I’ll posit that evolution to a consumption and services-based economic structure is an evolution to Credit gluttony. With households highly leveraged and the private sector unable to expand Credit sufficiently to power our structurally deficient economic structure, Credit expansion/inflation it is left to the federal government and the Federal Reserve.
This backdrop has spurred massive Federal deficits, zero interest rates, and unprecedented central bank monetization. Washington policies spur further wealth redistribution and, I would argue, wealth destruction. I’m going to call the new “Minsky Stage” – “Government Finance Quasi-Capitalism” (GFQC).

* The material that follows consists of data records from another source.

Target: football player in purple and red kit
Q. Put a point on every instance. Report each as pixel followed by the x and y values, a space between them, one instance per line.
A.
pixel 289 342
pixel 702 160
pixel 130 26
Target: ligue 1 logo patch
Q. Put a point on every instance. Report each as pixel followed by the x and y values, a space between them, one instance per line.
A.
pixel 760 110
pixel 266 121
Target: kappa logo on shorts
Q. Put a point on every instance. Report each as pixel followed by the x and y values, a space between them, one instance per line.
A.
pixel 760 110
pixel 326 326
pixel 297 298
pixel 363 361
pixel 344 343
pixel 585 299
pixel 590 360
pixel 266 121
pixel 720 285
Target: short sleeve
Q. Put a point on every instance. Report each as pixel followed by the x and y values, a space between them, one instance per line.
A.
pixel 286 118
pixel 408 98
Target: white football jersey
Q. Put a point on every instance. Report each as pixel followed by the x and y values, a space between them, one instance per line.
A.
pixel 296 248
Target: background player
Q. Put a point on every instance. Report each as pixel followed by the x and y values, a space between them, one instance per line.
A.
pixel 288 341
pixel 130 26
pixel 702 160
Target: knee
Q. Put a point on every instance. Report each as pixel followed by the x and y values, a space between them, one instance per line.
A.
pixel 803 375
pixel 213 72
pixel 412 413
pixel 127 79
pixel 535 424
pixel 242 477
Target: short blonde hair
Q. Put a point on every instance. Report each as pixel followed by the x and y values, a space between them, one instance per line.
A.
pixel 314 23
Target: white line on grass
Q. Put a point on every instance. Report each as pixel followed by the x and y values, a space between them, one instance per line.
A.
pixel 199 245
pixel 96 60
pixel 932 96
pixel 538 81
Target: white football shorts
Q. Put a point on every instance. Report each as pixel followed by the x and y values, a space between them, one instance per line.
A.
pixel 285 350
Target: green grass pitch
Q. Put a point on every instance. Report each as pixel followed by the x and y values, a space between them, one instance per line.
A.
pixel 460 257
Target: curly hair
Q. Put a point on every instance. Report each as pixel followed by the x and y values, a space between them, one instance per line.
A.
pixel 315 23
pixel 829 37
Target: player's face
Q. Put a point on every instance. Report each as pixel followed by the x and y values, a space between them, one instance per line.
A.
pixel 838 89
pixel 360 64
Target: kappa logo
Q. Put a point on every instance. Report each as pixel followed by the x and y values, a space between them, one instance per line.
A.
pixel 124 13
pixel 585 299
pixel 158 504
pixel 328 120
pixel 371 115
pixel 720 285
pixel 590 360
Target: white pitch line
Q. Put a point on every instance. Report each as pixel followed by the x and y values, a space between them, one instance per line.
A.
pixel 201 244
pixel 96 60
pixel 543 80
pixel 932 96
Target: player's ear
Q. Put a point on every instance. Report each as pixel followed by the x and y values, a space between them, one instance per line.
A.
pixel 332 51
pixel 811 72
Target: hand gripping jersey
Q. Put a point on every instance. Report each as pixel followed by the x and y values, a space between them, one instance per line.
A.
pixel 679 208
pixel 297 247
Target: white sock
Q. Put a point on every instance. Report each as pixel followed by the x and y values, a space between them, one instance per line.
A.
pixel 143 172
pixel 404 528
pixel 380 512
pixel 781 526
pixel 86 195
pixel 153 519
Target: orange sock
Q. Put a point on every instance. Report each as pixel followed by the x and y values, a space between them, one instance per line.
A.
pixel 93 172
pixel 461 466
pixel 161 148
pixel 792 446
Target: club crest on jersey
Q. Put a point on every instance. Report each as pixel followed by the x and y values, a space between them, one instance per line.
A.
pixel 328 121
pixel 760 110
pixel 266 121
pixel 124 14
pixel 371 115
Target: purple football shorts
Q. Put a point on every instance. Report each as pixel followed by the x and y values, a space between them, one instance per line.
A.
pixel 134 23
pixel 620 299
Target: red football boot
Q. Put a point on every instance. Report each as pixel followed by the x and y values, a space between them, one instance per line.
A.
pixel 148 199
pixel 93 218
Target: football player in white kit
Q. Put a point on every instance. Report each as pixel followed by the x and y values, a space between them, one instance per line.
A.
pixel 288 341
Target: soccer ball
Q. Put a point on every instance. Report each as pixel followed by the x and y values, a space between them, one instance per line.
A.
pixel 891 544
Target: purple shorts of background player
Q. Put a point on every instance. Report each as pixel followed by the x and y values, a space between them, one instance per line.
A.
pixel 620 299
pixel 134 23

The government now essentially determines market yields throughout the entire Credit system. The government now basically insures system mortgage Credit and sets mortgage borrowing costs. Massive federal deficits and low Fed-dictated borrowing costs sustain inflated corporate earnings and cash-flows. The Fed has come to believe it is within its mandate to inflate securities and asset prices. It has crushed returns on saving instruments. Amazingly, the Fed believes it is within its mandate to dictate that savers flee the safety of deposits and other “money” for the risk markets.
“Government Finance Quasi-Capitalism” exacerbates fragilities. It fosters ongoing Credit excesses including a historic expansion of non-productive government debt. GFQC and the resulting flow of finance exacerbate imbalances and economic maladjustment. Accordingly, resulting financial and economic fragilities ensure an even bigger role for Washington in the real economy and for the Federal Reserve in the financial markets.
With securities markets near record highs, it has become popular to refer to “enlightened” policymaking. As a student of monetary history, I see the seductive workings of the monetary inflation expedient. And once commenced, it always assumes increasing control. The expansion of government finance ensures dependency on fiscal deficits and central bank “money printing.” Inflating securities prices, highly speculative and distorted financial markets, and economic maladjustment ensure ongoing fragilities. “Government Finance Quasi-Capitalism” ensures the over-issuance of mispriced finance, the misallocation of resources and a resulting deficient real economy. The widening gulf between weak fundamentals and monetary inflation-induced market Bubbles creates a highly unstable, uncertain and precarious backdrop. All seem to ensure only greater government intrusion, control and stagnation. And I’ll conclude, as I often do, by stating that I hope my analysis is flawed.